He sighed. He could not arrange that for her but he told the man to drive more slowly. Against the dark upholstery of the car, her face was like a young moon, wan and too weary for its work. He slipped his arm under her back and drew her to him. Pulling off her hat, she found a place for her head against his shoulder and he shut his eyes. She breathed regularly and lightly, as though she were asleep, but presently she said, “Charles, I don’t mean anything by this, but you are the only friend I have. You won’t think I mean anything, will you?”
He shook his head and it came to rest on hers. He, too, wished they might go on like this for ever, to the world’s edge.

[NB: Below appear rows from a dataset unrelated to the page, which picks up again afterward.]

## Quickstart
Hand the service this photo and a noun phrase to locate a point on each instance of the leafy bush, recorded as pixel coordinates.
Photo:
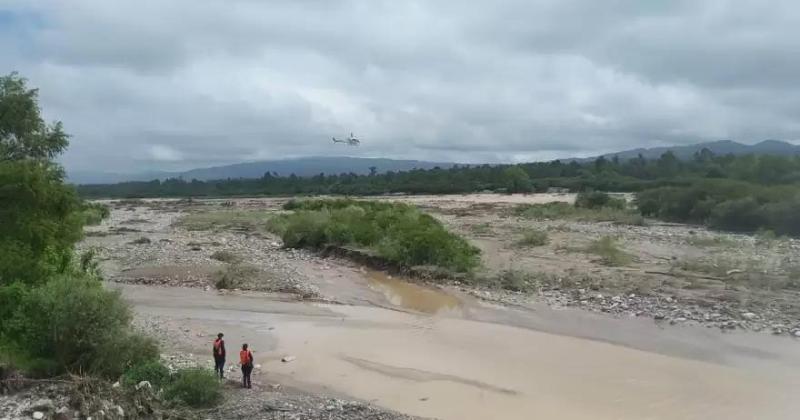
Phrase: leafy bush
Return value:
(39, 222)
(534, 237)
(726, 204)
(152, 371)
(195, 387)
(94, 213)
(73, 324)
(399, 233)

The car was stopped at a little distance from the house and Henrietta had to rouse herself from the state between waking and sleeping, thought and imagery, in which she had passed the journey. The jarring of the brake shocked her into a recognition of facts and the gentle humming of the engine reminded her that life had to go on as before. The persistent sound, regular, not loud, controlled, was like existence in Nelson Lodge; one wearied of it, yet one would weary more of accidents breaking the healthy beating of the engine: to-night had been one of the accidents and she was terribly tired. No wonder! She had been trying to run away with a man who did not want her, a man who had a lonely, miserable invalid for a wife, the old lover of Aunt Rose. A little blaze of anger flared up at the thought of Rose; nevertheless, she continued her self-accusations. She had been willing to leave her aunts without a word and they had been good to her and one of them was ill, and the very money in her pocket was not her own. She was shocked by her behaviour. She was like her father, who took what belonged to other people and used it badly.
She sat, flaccid, her hands loose on her lap. She felt incapable of movement, but Charles was speaking to her, telling her to get out and run home quickly. She looked at him. She was holding his friendly hand. What would she have done without him? She saw herself in the train, speeding through the lonely darkness; she saw herself knocking at Mrs. Banks’s door, felt herself clasped to the doubtful blackness of that bosom, and she shuddered.
“You must go,” Charles said, but he still held her hand.
He had brought her back to cleanliness and comfort, he had saved her from behaviour of gross ingratitude, he had been marvellously kind and wise.
“Charles,” she said, “it’s awful.”
“No, it’s all right. We’ve been to a concert.”
“Yes”—her voice sank—“I’ve kept that promise. But the whole thing— and Aunt Caroline so ill. She may have died.”